Глаза принца, обыкновенно тусклые, загорелись. В них заиграла отличная от нашей чувственность — подобно тому, как язык с непонятными словами может живо играть интонациями речи. Освещенное снизу лампочкой приборной панели, вокруг которой кружились москиты, его восточное лицо казалось таким плоским, таким непроницаемым: ни один скульптор не мог бы сделать его рельефно-выпуклым или хотя бы примерно в манере лучших ваятелей. Приплюснутый нос, слабо очерченный изгиб рта, тонкая шея, высокая талия, похоже, говорили о его китайских корнях, которыми гордилась королевская семья. И только темноватая кожа и гладкие, жесткие, чересчур густые волосы (настоящая женская шевелюра), разделенные пробором и спадавшие обе стороны, выдавали в Жали полинезийское происхождение — несомненно, по материнской линии.
— Так у тебя дома, о Светоч Истины, всюду зло? — с легкой шепелявостью, которой отличалась его речь, спросил он Рено.
— Не мне учить вас — последователя Совершеннейшего, монсеньор, что всюду, где присутствует желание, присутствует опасность. Отношения людей с себе подобными можно сравнить с отношениями героев двух кинолент, прокручиваемых в противоположном направлении и в бешеном темпе. Интересы и социальные отношения стали мимолетными и неразрешимыми; отдыха — настоящего, без брома, больше нет; тишина уединения нарушена телефоном и радио, благодаря которому реклама врывается в ваш дом и бьет вас кулаком прямо в лицо. Впрочем, даже имей мы всего в избытке, мы бы все равно не были удовлетворены — настолько Запад теперь уже не может существовать, не испытывая все новых и новых потребностей. Мы живем только для того, чтобы желать.
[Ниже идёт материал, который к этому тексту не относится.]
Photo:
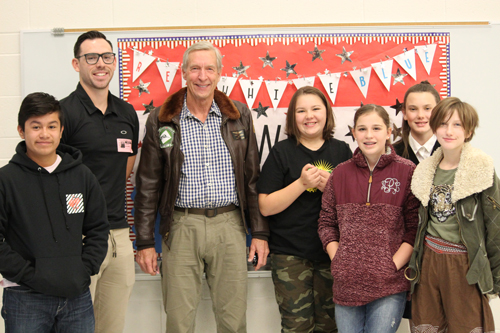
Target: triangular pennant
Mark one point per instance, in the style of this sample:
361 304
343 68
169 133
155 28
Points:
384 70
250 90
407 61
167 71
141 62
426 55
275 90
362 78
226 84
304 81
330 82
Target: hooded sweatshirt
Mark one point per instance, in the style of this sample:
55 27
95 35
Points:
43 217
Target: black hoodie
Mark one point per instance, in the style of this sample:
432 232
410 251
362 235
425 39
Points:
43 217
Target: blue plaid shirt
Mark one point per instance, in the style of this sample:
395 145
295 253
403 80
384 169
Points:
207 174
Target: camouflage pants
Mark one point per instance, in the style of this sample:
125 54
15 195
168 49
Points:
303 291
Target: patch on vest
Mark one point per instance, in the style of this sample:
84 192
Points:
239 135
166 136
390 185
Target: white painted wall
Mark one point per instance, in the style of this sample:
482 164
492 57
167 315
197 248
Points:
17 15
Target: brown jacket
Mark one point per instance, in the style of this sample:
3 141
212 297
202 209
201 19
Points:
158 174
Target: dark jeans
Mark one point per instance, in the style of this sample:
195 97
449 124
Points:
27 311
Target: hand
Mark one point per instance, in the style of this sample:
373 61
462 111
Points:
310 176
147 260
262 248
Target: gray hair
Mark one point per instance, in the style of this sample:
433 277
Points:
200 46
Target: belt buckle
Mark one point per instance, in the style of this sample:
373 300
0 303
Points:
214 210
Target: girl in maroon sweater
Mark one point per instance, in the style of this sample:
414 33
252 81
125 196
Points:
367 225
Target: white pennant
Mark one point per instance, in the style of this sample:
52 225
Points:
407 61
426 55
275 89
384 70
331 83
250 90
226 84
304 81
141 62
362 78
167 71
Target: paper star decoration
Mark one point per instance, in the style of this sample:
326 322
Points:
398 106
396 131
350 133
242 70
289 69
142 87
268 61
261 110
149 107
316 53
398 77
345 55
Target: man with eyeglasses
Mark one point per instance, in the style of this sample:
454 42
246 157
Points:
106 129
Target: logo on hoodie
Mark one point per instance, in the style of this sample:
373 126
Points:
74 203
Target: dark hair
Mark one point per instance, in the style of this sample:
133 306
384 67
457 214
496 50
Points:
38 104
92 34
421 87
380 111
291 125
466 112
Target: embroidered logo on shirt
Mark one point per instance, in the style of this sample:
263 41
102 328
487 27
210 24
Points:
239 135
390 185
166 136
74 203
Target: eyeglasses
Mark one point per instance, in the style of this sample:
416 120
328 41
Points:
93 58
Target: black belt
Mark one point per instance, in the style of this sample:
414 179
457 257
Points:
208 212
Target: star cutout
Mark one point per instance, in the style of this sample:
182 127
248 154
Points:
316 53
398 106
261 110
398 77
242 70
149 107
268 61
350 133
142 87
345 55
289 69
396 131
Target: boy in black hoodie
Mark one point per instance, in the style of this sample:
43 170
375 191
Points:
48 201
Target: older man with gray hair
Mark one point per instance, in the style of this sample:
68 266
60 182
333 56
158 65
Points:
201 183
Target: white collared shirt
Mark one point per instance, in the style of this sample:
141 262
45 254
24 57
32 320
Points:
422 151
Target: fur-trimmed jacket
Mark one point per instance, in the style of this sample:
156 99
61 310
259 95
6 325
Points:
158 174
370 214
476 194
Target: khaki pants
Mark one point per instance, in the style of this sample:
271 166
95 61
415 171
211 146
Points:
443 301
216 246
112 286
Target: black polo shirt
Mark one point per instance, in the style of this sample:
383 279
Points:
106 141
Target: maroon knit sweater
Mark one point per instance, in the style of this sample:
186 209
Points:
370 223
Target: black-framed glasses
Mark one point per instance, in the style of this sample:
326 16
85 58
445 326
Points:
93 58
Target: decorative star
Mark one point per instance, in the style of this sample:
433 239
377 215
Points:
350 133
398 106
398 77
345 55
316 53
396 131
242 70
268 61
261 110
289 69
142 87
149 107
— Соленая вода увеличивает жажду, — вставил принц.
— На протяжении столетий границей этой страсти служили человеческие возможности: наши изобретения отодвинули ее, если не уничтожили вовсе. Отчего мы — не китайцы, которые, изобретя порох, в течение двух веков пользовались им только для фейерверков? Вот мы опять и вернулись к скорости, которую вы так любите, монсеньор, и о которой мы только что говорили. Ибо это — порочный круг. Очевидно только одно — что в скорости есть нечто притягательное, нечто запретное, есть какая-то трагическая красота с непредсказуемыми последствиями, есть насущная необходимость и проклятие. Все ведет к ней — наслаждение и скука, богатство и бедность, и результат ее — это всегда еще большие разочарования, еще большие потребности, еще больше несчастных случаев, страданий, новых бездн…
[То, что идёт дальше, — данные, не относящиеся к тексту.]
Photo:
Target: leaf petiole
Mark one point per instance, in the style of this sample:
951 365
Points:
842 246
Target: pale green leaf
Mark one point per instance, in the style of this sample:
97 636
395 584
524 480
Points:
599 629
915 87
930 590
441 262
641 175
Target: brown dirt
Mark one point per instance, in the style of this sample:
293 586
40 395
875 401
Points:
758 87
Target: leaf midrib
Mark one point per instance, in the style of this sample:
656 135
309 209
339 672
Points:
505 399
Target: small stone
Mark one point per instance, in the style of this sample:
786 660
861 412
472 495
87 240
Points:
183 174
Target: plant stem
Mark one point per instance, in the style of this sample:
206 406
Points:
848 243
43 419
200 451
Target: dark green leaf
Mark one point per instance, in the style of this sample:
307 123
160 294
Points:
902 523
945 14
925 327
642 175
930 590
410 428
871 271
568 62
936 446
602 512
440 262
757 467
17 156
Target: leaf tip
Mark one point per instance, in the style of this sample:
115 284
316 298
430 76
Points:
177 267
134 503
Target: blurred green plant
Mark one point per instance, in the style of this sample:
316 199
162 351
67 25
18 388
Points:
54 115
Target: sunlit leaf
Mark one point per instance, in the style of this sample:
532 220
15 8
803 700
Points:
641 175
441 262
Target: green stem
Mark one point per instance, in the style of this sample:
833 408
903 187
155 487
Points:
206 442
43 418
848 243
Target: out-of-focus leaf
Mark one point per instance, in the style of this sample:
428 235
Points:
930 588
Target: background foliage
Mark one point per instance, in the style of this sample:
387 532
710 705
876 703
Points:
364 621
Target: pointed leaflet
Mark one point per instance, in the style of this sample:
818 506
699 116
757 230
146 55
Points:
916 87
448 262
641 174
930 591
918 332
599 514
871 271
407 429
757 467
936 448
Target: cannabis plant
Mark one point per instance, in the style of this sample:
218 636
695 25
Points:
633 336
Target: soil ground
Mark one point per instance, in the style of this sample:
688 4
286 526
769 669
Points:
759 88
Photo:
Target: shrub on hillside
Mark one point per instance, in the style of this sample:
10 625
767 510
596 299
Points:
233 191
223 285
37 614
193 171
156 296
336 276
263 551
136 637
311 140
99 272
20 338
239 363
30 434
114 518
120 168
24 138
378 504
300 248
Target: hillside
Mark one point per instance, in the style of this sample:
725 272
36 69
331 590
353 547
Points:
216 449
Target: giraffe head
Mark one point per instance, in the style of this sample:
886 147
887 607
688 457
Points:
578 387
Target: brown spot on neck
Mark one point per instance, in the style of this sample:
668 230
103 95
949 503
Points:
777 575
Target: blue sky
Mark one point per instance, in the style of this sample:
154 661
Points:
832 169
От усилий, которые пришлось приложить внешне бесстрастному принцу, чтобы уследить за слишком быстрой речью Рено, у него мелко дрожали губы. Он повторял:
— Мне надо увидеть все это!
Юность на широте тропиков длится какое-то мгновение, человеческое тело без всякого перехода оказывается в зрелости; то же самое происходит и с разумом. Сказать, что ум Жали, такой податливый, пробудился благодаря встрече его с Рено, слишком мало: он буквально вспыхнул. Перед Жали открылся целый мир, и он, преодолев понемногу азиатское сопротивление всему тому, что не укладывается в рамки унаследованных верований предков, увидел этот мир, великолепный и ужасный, всем своим живым воображением.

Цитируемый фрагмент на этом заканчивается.